Romus Broadway Photo Collection Featured in Banner Exhibit Celebrating Princeton’s Historic Black Neighborhood
Princeton University Library (PUL) and Princeton Arts Council launched a public exhibit celebrating the history of the Witherspoon-Jackson neighborhood of Princeton. Drawing inspiration from PUL’s Romus Broadway photography collection, the exhibit features photo collage banners that document the history of Witherspoon-Jackson and will adorn the neighborhood until May 2023.
The photos, acquired in the fall of 2021 by PUL’s Special collections, were part of Romus Broadway’s work to document his beloved neighborhood. Born in Belle Mead in 1939, Broadway moved to Princeton with his parents when he was four years old. He graduated from Princeton High School, after which he served in the Air Force and worked for American Airlines until 1969.
Although he suffered career-ending injuries when he was hit by an impaired driver while riding his motorcycle, Broadway would earn a college degree from Amherst College and pursue his love of the story and photography by researching family history and relating people and events. Witherspoon-Jackson district.
Digitized collection
For the past decade, the Arts Council has celebrated Broadway documentation at its annual Safe Streets event in August. After his death in 2020, Princeton University purchased the collection, which was later digitized under the direction of Jennifer BoyPUL librarian for modern and contemporary special collections and curator of the exhibition.
The collection consists of approximately 90 collage sheets of photographs, 30,000 photographic negatives, 760 color slides and several hundred loose photographic prints that document the history of the black community in the Witherspoon-Jackson neighborhood of the late 1900s. 1950s to early 2000s. The Romus Broadway photography collection is being worked on with plans for a full online exhibition as part of Digital filing of the PUL.
The Princeton University Library (PUL) and the Princeton Arts Council have launched a public exhibit celebrating the history of the Witherspoon-Jackson neighborhood of Princeton.

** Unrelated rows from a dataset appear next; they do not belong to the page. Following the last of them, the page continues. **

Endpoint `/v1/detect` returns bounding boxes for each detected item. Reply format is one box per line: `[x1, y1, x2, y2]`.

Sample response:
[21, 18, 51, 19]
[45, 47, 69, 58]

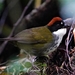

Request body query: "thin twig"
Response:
[64, 18, 75, 72]
[0, 0, 33, 54]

“Given the interdependence between the Witherspoon-Jackson neighborhood and its many residents who worked for the university, (the collection) encompasses both city and dress like no other part of Princeton,” said Dan LinkeUniversity Archivist and Deputy Head of Special Collections.
Linke met with Broadway several years before his death to review his photographic collection. “After his death, the family contacted both the university library and the Princeton Historical Society (HSP),” Linke said. “We agreed that it deserved long-term preservation and, although the collection had potential for both institutions, we decided together in a very collegial way that Special Collections were better placed to acquire it and undertake the work it deserved, including conservation and digitization.”
This exhibition of collages is the result of PUL’s collaboration with HSP, the Arts Council, the Witherspoon-Jackson Historical and Cultural Society, and the Witherspoon-Jackson Neighborhood Association. To celebrate the launch of the public exhibit, Garcon gave the Jim Floyd Memorial Lecture on The Broadway Collecting and Post-Custodial Archiving and Preservation on August 10.
Floyd was the first African-American mayor of Princeton Township, which in 2013 was consolidated with Princeton Borough in what is now the Municipality of Princeton. The conference is part of the Arts Council’s Joint Effort Safe Streets Program 2022.
A neighborhood is changing
The Romus programming and collection provides an opportunity to better understand the community, especially as it undergoes rapid transformation in the midst of redevelopment.
“Often we think something has to come from the distant past to be of value, but this collection documents something that will likely soon be gone,” Linke said. “This is the largest single collection of photographs from the neighborhood, a special community not just in Princeton, but in New Jersey, whose roots go back to before the Revolution.”